How to “Look Available” – Yes, Men still Approach Women

Is it rare that men approach you or do you ever wonder why you aren’t approached more often? I remember when the only advice given was “you need to look available” which feels so unhelpful. It’s also frustrating that no one really explained what it means. The statement alone sounds vague, accusatory, and desperate. But I finally cracked the code on what I hope was well intentioned advice being given.

Looking available is just being available

I was walking around a mall HURRIEDLY looking for a top to wear for an event. I caught a glimpse of a group of men as I walked, but I was only thinking about how to get around them as quickly as possible.

There was one guy that may have been looking at me, but I wasn’t paying much attention initially. I dashed into a store and in about 90 seconds tops I started making my way to the exit. As I was leaving, I felt eyes on me again. I look to my right and see the same guy. And as we made eye contact, he began to laugh.

And then it hit me.

He had come into the store to talk to me. I was so busy and unavailable that there was no real room for him to approach me.

Disclaimer

After that event, I started to pay closer attention to my demeanor and typical habits when I was out.

Some common themes on how I didn’t look available

  • Walking with head down
  • Trekking around places quickly
  • Using my phone (texting, on calls, playing around on apps)
  • RBF (yep, I had a serious face and a focused stare ahead)
  • Quickly looking away if eye contact ever did occur

Now do any of the above items say “available” or interested? Absolutely not. It looked like I didn’t want to be bothered at all most days.

The encounter in the mall wasn’t the only time I was made aware that I didn’t “look available” or interested, but it was the first time it was blatantly obvious. I could no longer ignore it and make excuses as to why men (and people in general) hesitated to speak to me. Because truth be told, I could’ve possibly missed out on meeting friendly strangers as well. Sometimes small interactions with people you don’t know are so wholesome.

Changes I Made to Look and Be More Available

I tested out what would happen if I did the opposite of the list above.

Ways to Easily Look Available

  • Slow down when you’re out in public.

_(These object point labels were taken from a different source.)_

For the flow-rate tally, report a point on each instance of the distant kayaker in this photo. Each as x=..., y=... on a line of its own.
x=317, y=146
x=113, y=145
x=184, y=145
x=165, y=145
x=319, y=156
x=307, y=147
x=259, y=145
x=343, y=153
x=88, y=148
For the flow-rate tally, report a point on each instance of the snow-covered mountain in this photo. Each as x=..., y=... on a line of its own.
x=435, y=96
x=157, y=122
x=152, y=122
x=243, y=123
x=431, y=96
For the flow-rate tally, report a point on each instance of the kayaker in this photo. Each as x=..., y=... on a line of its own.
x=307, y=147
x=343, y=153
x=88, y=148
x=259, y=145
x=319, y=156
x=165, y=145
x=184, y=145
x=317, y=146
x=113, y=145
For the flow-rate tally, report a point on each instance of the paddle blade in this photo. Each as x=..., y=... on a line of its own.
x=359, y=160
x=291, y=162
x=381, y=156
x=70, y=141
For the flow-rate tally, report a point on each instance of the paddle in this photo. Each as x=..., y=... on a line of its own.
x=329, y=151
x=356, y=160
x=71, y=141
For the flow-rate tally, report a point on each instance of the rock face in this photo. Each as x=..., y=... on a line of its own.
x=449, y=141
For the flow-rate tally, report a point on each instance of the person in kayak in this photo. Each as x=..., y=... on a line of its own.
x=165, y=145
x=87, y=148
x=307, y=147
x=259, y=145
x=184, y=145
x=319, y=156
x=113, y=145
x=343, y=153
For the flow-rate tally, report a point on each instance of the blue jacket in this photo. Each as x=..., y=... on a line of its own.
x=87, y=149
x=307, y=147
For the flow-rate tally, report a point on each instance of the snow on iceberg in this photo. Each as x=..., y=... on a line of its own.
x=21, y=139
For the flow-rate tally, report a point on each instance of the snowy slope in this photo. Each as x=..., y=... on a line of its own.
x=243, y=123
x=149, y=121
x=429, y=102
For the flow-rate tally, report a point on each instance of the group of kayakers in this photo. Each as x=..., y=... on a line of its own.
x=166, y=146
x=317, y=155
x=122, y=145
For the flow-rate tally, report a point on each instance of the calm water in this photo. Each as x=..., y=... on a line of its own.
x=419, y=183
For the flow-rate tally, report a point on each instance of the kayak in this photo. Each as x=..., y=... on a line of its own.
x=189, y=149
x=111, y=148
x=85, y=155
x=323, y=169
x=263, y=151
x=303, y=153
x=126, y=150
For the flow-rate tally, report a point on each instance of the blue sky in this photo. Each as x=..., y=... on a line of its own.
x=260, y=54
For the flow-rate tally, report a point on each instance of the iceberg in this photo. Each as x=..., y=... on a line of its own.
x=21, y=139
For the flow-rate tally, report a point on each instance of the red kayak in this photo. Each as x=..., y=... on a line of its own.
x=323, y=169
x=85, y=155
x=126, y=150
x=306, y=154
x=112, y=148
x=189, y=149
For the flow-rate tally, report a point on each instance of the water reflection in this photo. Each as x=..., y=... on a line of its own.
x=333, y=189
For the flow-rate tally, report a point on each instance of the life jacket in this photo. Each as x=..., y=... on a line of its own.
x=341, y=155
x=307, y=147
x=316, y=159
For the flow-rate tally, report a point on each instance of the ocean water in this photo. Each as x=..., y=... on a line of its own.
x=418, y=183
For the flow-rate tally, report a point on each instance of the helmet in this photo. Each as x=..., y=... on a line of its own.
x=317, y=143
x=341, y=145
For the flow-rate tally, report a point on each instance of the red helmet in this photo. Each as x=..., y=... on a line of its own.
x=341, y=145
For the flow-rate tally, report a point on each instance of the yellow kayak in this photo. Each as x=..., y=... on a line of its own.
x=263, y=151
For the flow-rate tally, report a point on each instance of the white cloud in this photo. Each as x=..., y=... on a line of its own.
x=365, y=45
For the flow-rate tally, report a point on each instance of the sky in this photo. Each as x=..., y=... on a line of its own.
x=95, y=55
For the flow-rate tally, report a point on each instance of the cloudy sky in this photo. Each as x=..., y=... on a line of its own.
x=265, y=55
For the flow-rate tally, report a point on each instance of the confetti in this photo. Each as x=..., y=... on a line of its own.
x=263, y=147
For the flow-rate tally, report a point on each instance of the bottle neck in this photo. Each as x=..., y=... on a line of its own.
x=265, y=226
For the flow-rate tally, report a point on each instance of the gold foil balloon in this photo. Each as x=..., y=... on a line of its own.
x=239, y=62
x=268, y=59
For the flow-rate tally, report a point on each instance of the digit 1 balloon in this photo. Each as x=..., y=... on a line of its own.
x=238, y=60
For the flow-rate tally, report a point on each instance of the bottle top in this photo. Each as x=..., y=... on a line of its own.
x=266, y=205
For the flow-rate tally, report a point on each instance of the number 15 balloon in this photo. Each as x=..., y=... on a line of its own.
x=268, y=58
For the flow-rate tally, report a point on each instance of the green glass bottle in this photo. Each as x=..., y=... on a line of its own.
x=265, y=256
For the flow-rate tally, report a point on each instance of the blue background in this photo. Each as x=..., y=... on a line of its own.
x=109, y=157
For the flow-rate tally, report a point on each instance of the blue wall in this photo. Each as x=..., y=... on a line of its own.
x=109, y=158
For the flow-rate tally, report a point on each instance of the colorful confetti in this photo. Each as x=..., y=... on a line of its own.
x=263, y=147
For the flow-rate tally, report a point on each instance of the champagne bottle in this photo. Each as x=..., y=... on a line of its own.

When possible, stroll and take your time.
  • As much as possible, stay off your phone or at least look up often and notice your surroundings.
  • Look up and grin when you see people. If this is out of your comfort zone, that’s why you’re practicing now! Do it with everyone. It’s spreading joy and one day a grin might end up going to a nice looking man (just saying).
  • Keep the eye contact when you lock eyes with someone. Smile and say hello or at least nod your head. Acknowledging people is friendly and is often lacking these days.

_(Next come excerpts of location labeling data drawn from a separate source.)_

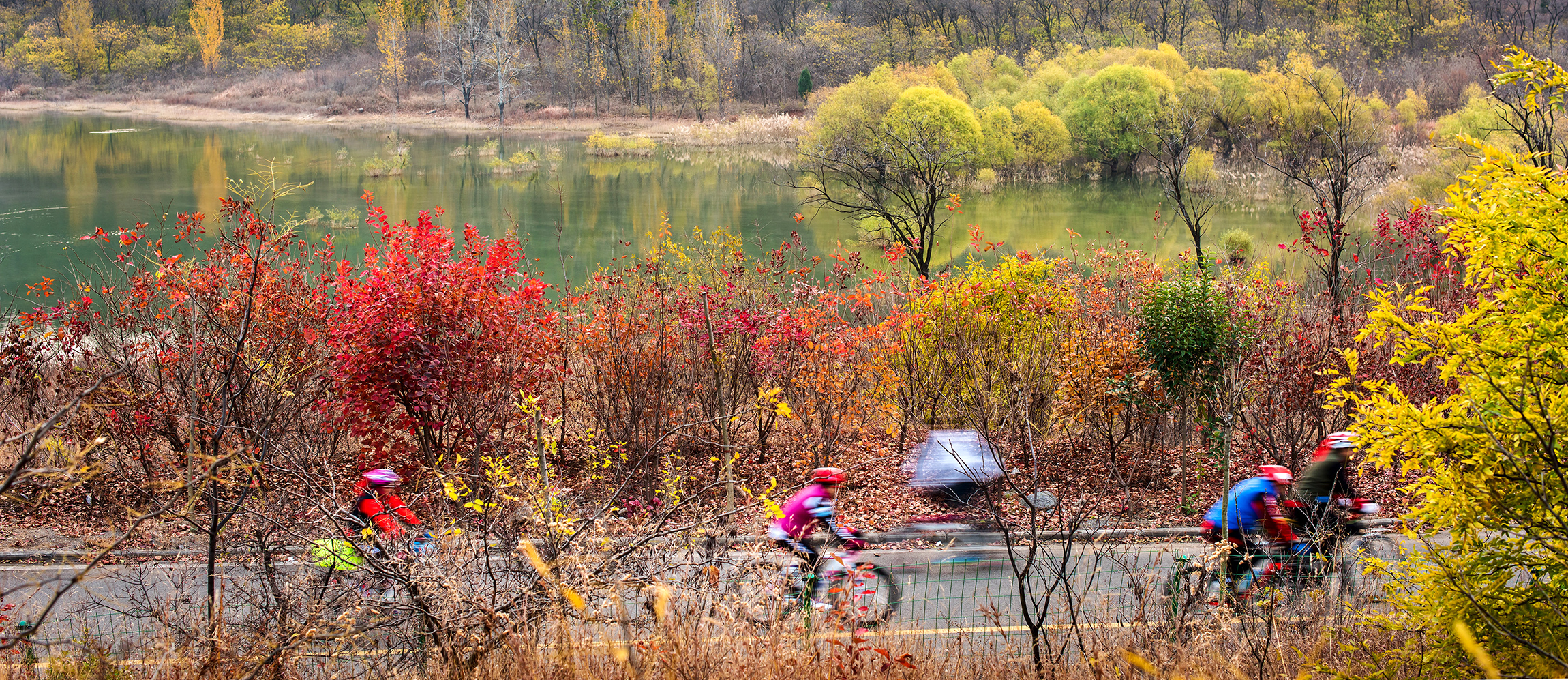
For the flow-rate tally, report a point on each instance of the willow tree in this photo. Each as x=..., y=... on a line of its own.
x=393, y=43
x=1488, y=460
x=207, y=23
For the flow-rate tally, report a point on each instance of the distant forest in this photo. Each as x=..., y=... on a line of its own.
x=714, y=57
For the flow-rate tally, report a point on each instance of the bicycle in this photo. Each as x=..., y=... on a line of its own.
x=1346, y=563
x=858, y=594
x=344, y=564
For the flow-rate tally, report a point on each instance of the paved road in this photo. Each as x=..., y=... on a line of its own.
x=959, y=588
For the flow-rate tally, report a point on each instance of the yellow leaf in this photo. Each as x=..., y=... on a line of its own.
x=1475, y=649
x=534, y=557
x=573, y=597
x=1137, y=662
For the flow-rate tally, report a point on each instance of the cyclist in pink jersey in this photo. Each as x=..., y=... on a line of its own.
x=803, y=511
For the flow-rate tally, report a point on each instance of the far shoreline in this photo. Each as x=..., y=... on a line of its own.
x=436, y=121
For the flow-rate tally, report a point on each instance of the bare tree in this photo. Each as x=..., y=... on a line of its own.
x=1327, y=141
x=901, y=183
x=1186, y=168
x=504, y=54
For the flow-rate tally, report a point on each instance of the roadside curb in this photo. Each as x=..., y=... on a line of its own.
x=937, y=535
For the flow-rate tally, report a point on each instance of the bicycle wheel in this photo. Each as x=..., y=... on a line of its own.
x=1363, y=567
x=864, y=595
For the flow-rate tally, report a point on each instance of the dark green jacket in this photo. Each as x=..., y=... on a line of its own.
x=1325, y=478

Looking Available is About Being Inviting

Do you notice the one thing that the entire list above has in common? All of these actions describe someone that feels inviting. You don’t fully know someone’s personality when you first meet them, but some people just feel pleasant and warm. When you slow down and are open to engaging with people, others can feel your openness. There’s often more of a calmness to you as well.

Obviously, you will have moments when you are in a rush and there will be times you don’t want to talk to people. That’s okay. Remember when I said “looking available is being available?” Sometimes you won’t be available. The cool thing is when you find moments where you can slow down, you’ll feel so much more at ease.

So give yourself permission to slow down more often and to be open to meeting people.

Extra Tip for Looking Available

Be ready! Don’t be so surprised when someone approaches you that you completely shut down. It might feel completely out your comfort zone if you’re not used to engaging with people randomly.

I gave a friend my “looking available tips” from above and within one week a man approached her at the grocery store. She got so nervous that she rushed off. As mentioned before, there’s no guarantee with this approach but it can work. And even if this helps you to engage with more people or get out of your comfort zone, still count that as a win! You’ll be ready when the time does come.

God’s timing is perfect and even if dating has been challenging, I pray you stay encouraged. I pray you continue to pour into areas you are gifted and use those gifts well. Let your own cup be poured into as well and find joy in all that God has blessed you with in this season.